Die Begründung des angefochtenen Bescheides erschöpft sich in der Feststellung, für N. habe der für die Beschäftigung als Kellner erforderliche Qualifikationsnachweis nicht vorgelegt werden können (wobei nicht angegeben wird, welcher Art dieser Qualifikationsnachweis hätte sein sollen). Damit ist aber noch nicht gesagt, daß N. nicht den für den in Rede stehenden Arbeitsplatz (der schon laut Antragstellung - und den Berufungsausführungen - auf eine spezielle Tätigkeit im Rahmen einer Auftragserfüllung der beschwerdeführenden Partei bei ausländischen Botschaften gerichtet war) notwendigen Anforderungen entsprochen hätte. Jedenfalls hätte die belangte Behörde der beschwerdeführenden Partei im Rahmen des Parteiengehörs (§ 45 Abs. 3 AVG) Gelegenheit zur Stellungnahme zu ihrer offenbar vertretenen Ansicht geben müssen, N. komme wegen des fehlenden Qualifikationsnachweises für die zu besetzende Arbeitsstelle nicht in Betracht (vgl. das Erkenntnis des Verwaltungsgerichtshofes vom 21. April 1994, 93 09/0112). Die dazu in der Beschwerde enthaltenen Ausführungen, für die Anstellung von N. seien in erster Linie seine Sprachkenntnisse und nicht eine Ausbildung als gelernter Kellner von Bedeutung gewesen, sind damit auch keine im verwaltungsgerichtlichen Verfahren unzulässige Neuerungen, sondern Hinweise auf der belangten Behörde unterlaufene wesentliche Verfahrensmängel. Der angefochtene Bescheid war damit wegen Rechtswidrigkeit infolge Verletzung von Verfahrensvorschriften gemäß § 42 Abs. 2 Z. 3 lit. c VwGG aufzuheben.

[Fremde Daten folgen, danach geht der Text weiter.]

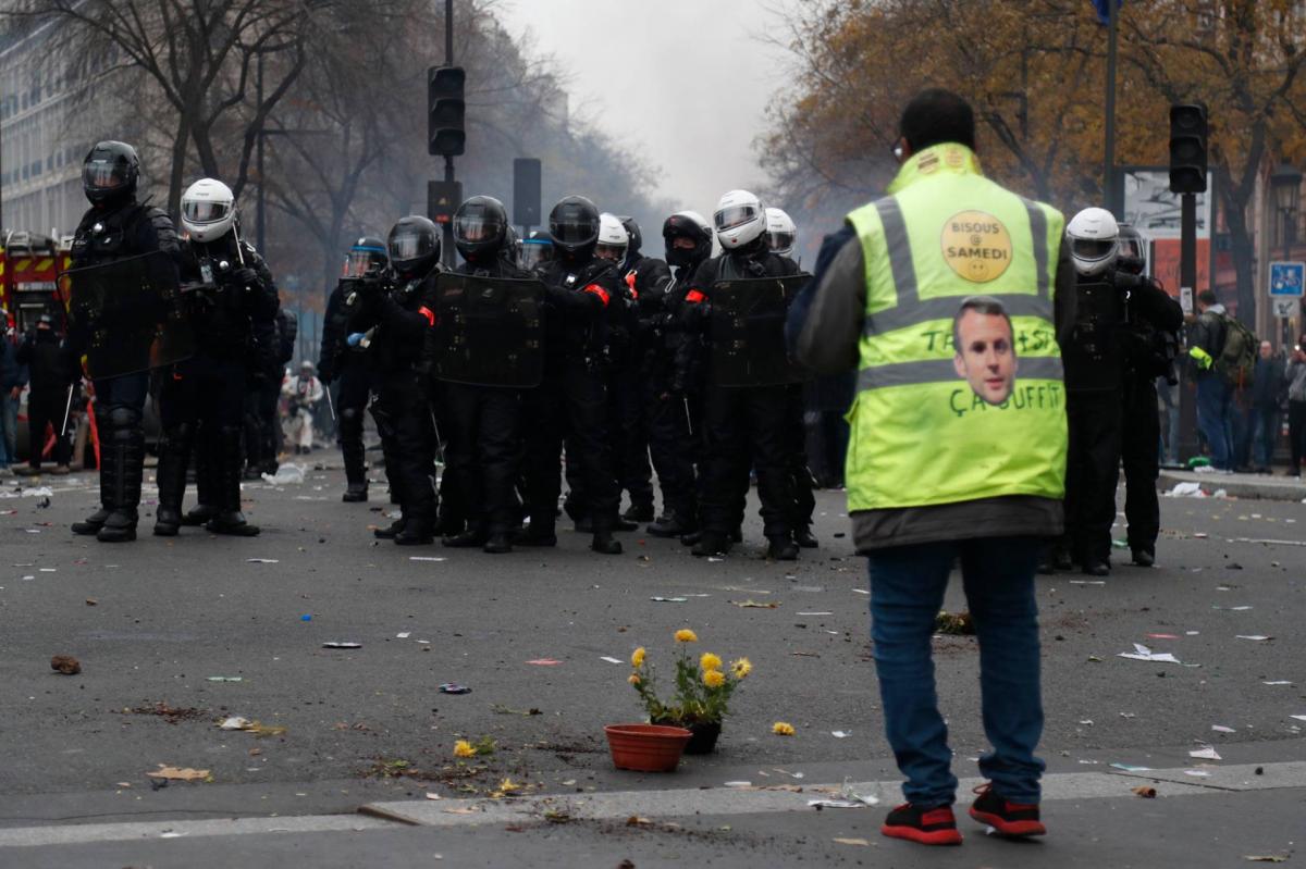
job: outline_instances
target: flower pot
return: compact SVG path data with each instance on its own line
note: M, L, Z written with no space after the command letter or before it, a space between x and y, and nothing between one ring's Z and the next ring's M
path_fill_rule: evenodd
M666 724L669 727L683 727L693 733L690 739L690 744L684 746L686 754L712 754L717 750L717 737L721 736L721 722L693 722L691 724L686 724L683 722L658 719L653 723Z
M636 772L671 772L693 736L683 727L658 724L609 724L603 731L613 766Z

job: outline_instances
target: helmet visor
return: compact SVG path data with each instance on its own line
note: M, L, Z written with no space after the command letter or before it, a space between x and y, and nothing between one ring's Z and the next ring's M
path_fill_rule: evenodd
M230 213L230 202L212 202L208 200L183 200L182 202L182 217L188 223L214 223Z
M789 251L794 247L794 234L793 232L768 232L767 241L771 244L772 251Z
M82 166L82 187L88 191L116 191L127 187L127 163L95 160Z
M731 205L717 211L714 223L717 232L729 232L735 227L750 223L761 217L761 211L754 205Z
M498 241L503 237L504 224L492 214L468 213L453 218L453 237L466 244Z
M415 228L401 230L390 236L390 260L419 260L435 253L435 239Z
M384 251L354 249L345 257L345 277L362 278L379 271L385 265Z
M1114 239L1075 239L1071 249L1080 260L1105 260L1115 249Z

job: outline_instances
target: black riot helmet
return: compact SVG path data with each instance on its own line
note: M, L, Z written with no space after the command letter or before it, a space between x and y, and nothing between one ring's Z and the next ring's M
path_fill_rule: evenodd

Der Kostenzuspruch stützt sich auf die §§ 47 und 48 Abs. 1 und 2 VwGG i.V.m. der gemäß ihrem Art. III Abs. 2 anzuwendenden Pauschalierungsverordnung BGBl. Nr. 416/1994.
Schlagworte
Parteiengehör Allgemein Parteiengehör Erhebungen Ermittlungsverfahren Parteiengehör Unmittelbarkeit Teilnahme an Beweisaufnahmen Parteiengehör Verletzung des Parteiengehörs VerfahrensmangelEuropean Case Law Identifier (ECLI)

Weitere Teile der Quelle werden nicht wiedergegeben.